The Australian Bureau of Statistics labour force figures for May, released this morning, show SA’s jobless rate easing from 7.3 to 6.9 per cent, seasonally adjusted.
But that’s still 0.8 per cent worse than the nearest competitors (Queensland and Tasmania), and well above the national average of 5.5 per cent.
In trend terms, SA was the only state to record a rise in the unemployment rate, from 7.0 per cent to 7.1.
Unsurprisingly, the State Government was promoting the seasonally adjusted figure, while the Opposition hammered the trend rate, “where for 30 months we’ve had the worst unemployment rate in the nation”.
However, Weatherill noted the 0.4 per cent improvement in the headline figure was “the largest improvement in the nation, but it’s still too high”.
“What it shows is that we’ve got a massive task ahead of us to continue to grow the kind of fast-growing, exciting industries we need to outstrip the ones that are closing,” he said, noting that next week’s state budget would attempt to meet the challenge.
“It’s a very challenging time and our budget will all be about jobs – the creation of jobs, the supporting of the new industries and showing people the pathway of how they can get jobs in those industries,” he said.
But Liberal spokesman Corey Wingard noted that neither the rhetoric nor the nation-leading unemployment status had changed.
“These jobs budgets the Premier keeps putting out just aren’t working for SA,” he said.
“I’m tiring of it, and I think all South Australians are tiring of it… the Premier and Treasurer have shown they don’t know what they’re doing.
“It’s very sad for SA to be in this situation… the big factor is we’re so far off the national average.

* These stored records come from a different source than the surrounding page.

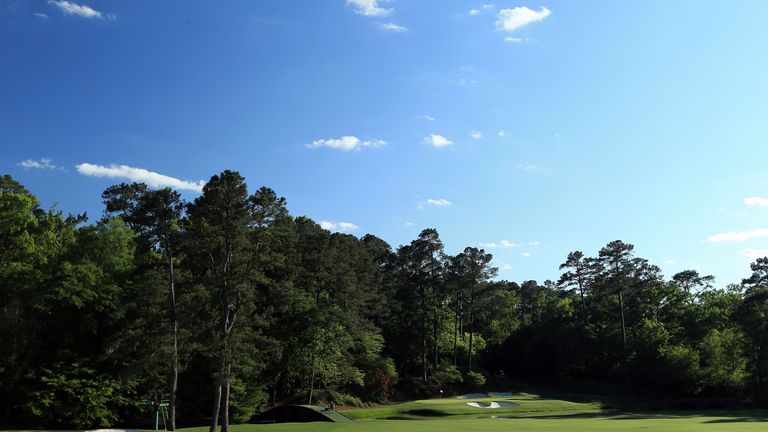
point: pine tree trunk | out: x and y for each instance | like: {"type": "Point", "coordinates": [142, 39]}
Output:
{"type": "Point", "coordinates": [225, 405]}
{"type": "Point", "coordinates": [434, 337]}
{"type": "Point", "coordinates": [175, 331]}
{"type": "Point", "coordinates": [471, 334]}
{"type": "Point", "coordinates": [423, 335]}
{"type": "Point", "coordinates": [311, 386]}
{"type": "Point", "coordinates": [216, 406]}
{"type": "Point", "coordinates": [624, 338]}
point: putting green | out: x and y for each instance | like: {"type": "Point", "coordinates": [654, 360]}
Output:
{"type": "Point", "coordinates": [534, 414]}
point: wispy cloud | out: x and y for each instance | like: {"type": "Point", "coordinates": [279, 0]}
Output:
{"type": "Point", "coordinates": [508, 244]}
{"type": "Point", "coordinates": [753, 253]}
{"type": "Point", "coordinates": [43, 163]}
{"type": "Point", "coordinates": [529, 167]}
{"type": "Point", "coordinates": [345, 143]}
{"type": "Point", "coordinates": [485, 7]}
{"type": "Point", "coordinates": [392, 27]}
{"type": "Point", "coordinates": [369, 8]}
{"type": "Point", "coordinates": [501, 244]}
{"type": "Point", "coordinates": [756, 201]}
{"type": "Point", "coordinates": [738, 235]}
{"type": "Point", "coordinates": [439, 202]}
{"type": "Point", "coordinates": [139, 175]}
{"type": "Point", "coordinates": [338, 226]}
{"type": "Point", "coordinates": [84, 11]}
{"type": "Point", "coordinates": [438, 141]}
{"type": "Point", "coordinates": [509, 20]}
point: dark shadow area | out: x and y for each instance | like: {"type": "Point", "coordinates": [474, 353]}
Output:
{"type": "Point", "coordinates": [426, 413]}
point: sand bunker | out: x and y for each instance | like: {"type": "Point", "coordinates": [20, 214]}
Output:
{"type": "Point", "coordinates": [494, 404]}
{"type": "Point", "coordinates": [473, 396]}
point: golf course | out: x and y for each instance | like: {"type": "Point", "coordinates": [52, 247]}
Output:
{"type": "Point", "coordinates": [531, 413]}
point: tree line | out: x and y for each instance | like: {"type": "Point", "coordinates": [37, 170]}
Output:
{"type": "Point", "coordinates": [228, 303]}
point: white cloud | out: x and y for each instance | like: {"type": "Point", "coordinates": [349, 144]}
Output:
{"type": "Point", "coordinates": [753, 253]}
{"type": "Point", "coordinates": [345, 143]}
{"type": "Point", "coordinates": [738, 235]}
{"type": "Point", "coordinates": [43, 163]}
{"type": "Point", "coordinates": [476, 135]}
{"type": "Point", "coordinates": [139, 175]}
{"type": "Point", "coordinates": [440, 202]}
{"type": "Point", "coordinates": [529, 167]}
{"type": "Point", "coordinates": [510, 20]}
{"type": "Point", "coordinates": [508, 244]}
{"type": "Point", "coordinates": [369, 7]}
{"type": "Point", "coordinates": [501, 244]}
{"type": "Point", "coordinates": [438, 141]}
{"type": "Point", "coordinates": [392, 27]}
{"type": "Point", "coordinates": [70, 8]}
{"type": "Point", "coordinates": [338, 226]}
{"type": "Point", "coordinates": [756, 201]}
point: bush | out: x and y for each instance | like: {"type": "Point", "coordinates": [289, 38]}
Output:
{"type": "Point", "coordinates": [378, 385]}
{"type": "Point", "coordinates": [73, 395]}
{"type": "Point", "coordinates": [244, 400]}
{"type": "Point", "coordinates": [474, 379]}
{"type": "Point", "coordinates": [445, 375]}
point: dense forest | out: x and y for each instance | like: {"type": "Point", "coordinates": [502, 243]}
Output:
{"type": "Point", "coordinates": [229, 303]}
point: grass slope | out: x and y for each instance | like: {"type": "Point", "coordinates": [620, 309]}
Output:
{"type": "Point", "coordinates": [535, 414]}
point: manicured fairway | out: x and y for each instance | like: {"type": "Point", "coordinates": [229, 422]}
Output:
{"type": "Point", "coordinates": [565, 423]}
{"type": "Point", "coordinates": [534, 414]}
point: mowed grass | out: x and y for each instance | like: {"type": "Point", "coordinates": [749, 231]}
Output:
{"type": "Point", "coordinates": [534, 414]}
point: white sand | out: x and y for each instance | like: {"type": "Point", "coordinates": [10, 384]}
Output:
{"type": "Point", "coordinates": [473, 396]}
{"type": "Point", "coordinates": [494, 404]}
{"type": "Point", "coordinates": [113, 430]}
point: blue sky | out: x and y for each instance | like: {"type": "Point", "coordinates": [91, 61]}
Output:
{"type": "Point", "coordinates": [529, 128]}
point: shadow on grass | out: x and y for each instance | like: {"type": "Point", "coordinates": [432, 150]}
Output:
{"type": "Point", "coordinates": [426, 413]}
{"type": "Point", "coordinates": [728, 417]}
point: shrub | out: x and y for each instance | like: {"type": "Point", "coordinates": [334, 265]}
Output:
{"type": "Point", "coordinates": [378, 385]}
{"type": "Point", "coordinates": [445, 375]}
{"type": "Point", "coordinates": [474, 379]}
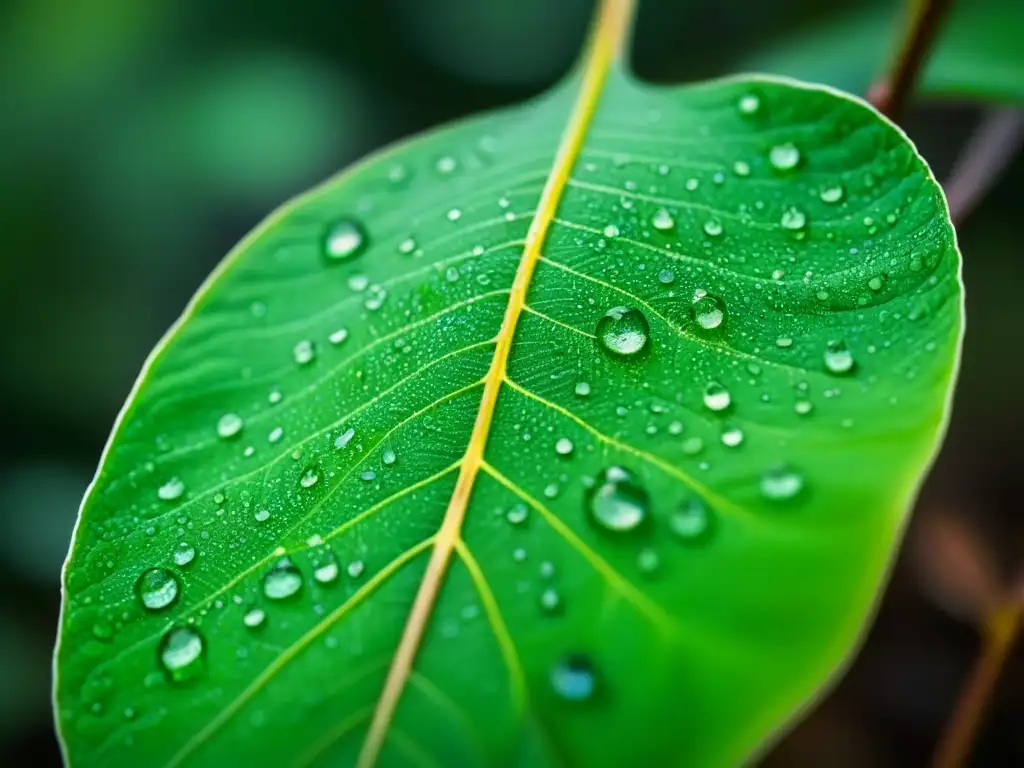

That’s the key point here – why is SA so far off every other state?”
The SA Property Council called on the Government to adopt specific job creation strategies in the budget, which Treasurer Tom Koutsantonis will hand down next Thursday.
Executive director Daniel Gannon argued for land tax reform, the abolition of stamp duty, council amalgamations, population growth strategies and a taskforce to help lure top ASX100 companies to headquarter in Adelaide.
“With less than 130 days until Holden closes, we need urgent reforms to prevent the jobless queue from extending further,” he said.
“We need to create an environment that attracts more people and more investment, and that means getting the basics right.”
The unemployment figures, and the Premier’s pledge to foster new industries, coincided with today’s confirmation that the Royal Croquet Club – a symbol of both Adelaide’s emerging pop-up bar culture and Riverbank rejuvenation – was in voluntary administration.